A law firm retained by Deerfield Beach to evaluate reports of ethics violations has opened an investigation into the conduct of the city's vice mayor, Sylvia Ferguson -- formerly Sylvia Poitier. But the same firm dismissed three other ethics complaints against Ferguson, saying they failed the "prima facie" standards set forth in the city's ethics code.
Deerfield Beach received letters today from Christine Tatum, an attorney with Lewis, Stroud, and Deutsch of Boca Raton, containing her analysis of four ethics complaints, all by Acts of Sedition blogger Chaz Stevens. The one complaint that met the minimum standards for an investigation was Stevens' allegation that Ferguson failed to file a disclosure statement of potential conflicts of interest within 90 days of the city's passing its ethics ordinance, in March.
But Tatum dismissed the allegation by Stevens that Ferguson was allowed an exemption from the city's policy of disconnecting water service for customers who haven't paid their bills. Those allegations predate the passage of the city's ethics ordinance. Tatum also found that Stevens had to failed to establish that Ferguson had used her position as a commissioner to put off payment of water bills.
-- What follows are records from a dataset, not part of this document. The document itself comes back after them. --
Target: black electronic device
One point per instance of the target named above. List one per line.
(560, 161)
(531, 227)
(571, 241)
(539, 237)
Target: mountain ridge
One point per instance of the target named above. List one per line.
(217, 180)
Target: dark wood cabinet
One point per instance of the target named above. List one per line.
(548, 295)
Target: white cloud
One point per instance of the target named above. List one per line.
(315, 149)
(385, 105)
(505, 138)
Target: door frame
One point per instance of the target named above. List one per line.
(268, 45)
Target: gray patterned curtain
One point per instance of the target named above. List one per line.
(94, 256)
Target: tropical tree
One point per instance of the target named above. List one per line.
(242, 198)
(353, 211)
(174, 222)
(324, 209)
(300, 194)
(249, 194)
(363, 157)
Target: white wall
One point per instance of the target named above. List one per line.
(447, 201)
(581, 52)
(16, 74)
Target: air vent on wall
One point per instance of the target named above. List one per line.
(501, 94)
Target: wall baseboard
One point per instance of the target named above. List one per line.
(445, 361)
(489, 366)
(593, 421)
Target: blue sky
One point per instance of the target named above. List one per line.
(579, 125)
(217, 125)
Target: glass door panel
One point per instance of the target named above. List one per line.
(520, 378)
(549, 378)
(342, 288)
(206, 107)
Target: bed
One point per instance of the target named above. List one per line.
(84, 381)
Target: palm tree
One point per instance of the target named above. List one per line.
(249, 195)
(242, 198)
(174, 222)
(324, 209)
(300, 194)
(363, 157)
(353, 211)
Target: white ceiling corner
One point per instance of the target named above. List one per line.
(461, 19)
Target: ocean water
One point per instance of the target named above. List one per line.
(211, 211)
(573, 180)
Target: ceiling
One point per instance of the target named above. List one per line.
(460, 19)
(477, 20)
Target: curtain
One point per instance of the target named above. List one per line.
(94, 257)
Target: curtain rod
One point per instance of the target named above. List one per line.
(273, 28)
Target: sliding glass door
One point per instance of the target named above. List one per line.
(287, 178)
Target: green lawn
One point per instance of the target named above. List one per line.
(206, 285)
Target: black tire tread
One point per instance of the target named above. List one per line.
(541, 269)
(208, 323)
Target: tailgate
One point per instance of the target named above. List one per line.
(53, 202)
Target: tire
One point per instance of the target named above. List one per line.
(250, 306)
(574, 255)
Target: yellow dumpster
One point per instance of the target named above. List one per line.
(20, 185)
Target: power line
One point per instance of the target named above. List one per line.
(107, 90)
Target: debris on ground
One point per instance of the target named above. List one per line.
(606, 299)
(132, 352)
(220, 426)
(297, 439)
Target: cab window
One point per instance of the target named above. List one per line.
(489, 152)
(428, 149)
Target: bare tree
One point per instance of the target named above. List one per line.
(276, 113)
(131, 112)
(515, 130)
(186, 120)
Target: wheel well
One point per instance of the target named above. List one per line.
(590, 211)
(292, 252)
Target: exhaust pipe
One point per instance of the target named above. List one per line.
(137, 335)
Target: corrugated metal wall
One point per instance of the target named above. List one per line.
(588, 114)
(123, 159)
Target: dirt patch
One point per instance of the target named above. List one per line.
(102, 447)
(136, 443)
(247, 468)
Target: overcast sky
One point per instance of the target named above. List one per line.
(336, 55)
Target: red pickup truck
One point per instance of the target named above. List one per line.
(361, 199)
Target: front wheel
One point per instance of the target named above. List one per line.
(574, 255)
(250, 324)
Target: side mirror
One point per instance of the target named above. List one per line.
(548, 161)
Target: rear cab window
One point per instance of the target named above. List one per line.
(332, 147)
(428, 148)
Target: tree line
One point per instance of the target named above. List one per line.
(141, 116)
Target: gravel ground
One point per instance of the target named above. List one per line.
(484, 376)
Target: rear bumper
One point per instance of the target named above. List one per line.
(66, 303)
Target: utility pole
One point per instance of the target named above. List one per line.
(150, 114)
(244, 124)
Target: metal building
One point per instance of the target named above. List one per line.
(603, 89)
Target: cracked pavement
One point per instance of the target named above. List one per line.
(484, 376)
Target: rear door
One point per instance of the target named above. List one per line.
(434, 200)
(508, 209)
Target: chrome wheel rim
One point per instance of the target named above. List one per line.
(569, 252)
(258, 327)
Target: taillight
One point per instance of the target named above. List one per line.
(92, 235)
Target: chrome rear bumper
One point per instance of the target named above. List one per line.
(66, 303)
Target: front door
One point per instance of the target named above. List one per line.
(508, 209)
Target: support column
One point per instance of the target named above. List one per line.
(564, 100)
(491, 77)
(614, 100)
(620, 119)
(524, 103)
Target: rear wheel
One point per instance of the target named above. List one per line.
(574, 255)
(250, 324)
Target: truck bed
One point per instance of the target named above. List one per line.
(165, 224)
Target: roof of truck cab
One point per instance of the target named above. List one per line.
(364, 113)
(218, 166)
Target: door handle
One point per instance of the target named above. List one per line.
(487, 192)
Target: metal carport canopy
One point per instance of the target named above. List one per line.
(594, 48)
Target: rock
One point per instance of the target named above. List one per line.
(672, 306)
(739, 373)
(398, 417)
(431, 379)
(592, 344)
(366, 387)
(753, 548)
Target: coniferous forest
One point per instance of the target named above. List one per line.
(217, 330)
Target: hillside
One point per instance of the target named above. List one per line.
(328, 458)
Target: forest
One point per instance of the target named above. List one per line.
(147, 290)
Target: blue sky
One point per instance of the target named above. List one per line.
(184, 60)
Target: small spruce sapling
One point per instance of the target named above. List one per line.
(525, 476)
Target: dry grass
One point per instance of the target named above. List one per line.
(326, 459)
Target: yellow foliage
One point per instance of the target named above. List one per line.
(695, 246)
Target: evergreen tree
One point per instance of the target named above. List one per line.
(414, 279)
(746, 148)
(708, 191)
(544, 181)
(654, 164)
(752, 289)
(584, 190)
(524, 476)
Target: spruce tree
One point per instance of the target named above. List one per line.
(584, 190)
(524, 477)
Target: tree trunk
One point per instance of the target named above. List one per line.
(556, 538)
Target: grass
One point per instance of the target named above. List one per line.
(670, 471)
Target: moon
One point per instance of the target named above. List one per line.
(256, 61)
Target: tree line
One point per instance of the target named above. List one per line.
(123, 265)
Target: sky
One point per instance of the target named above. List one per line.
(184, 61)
Another allegation that failed the prima facie test was the one
centering on Ferguson's having failed to make a complete disclosure of
her relationship with the Westside Deerfield Businessmen Association,
the city's Community Housing Development Organization, which is run by
Ferguson's daughter, Felicia Poitier.
But Stevens has dug up more circumstantial evidence in the weeks since he sent that batch of ethics complaints -- such as Ferguson's having family ties
to one of WDBA's leading creditors. Asked for his response to Tatum's
letter, Deerfield's political assassin emailed the following cryptic remarks:
Vile deeds like poison weeds bloom well in prison air, it is only what is good in man, that wastes and withers there.Although the real credit for that line probably goes to Oscar Wilde.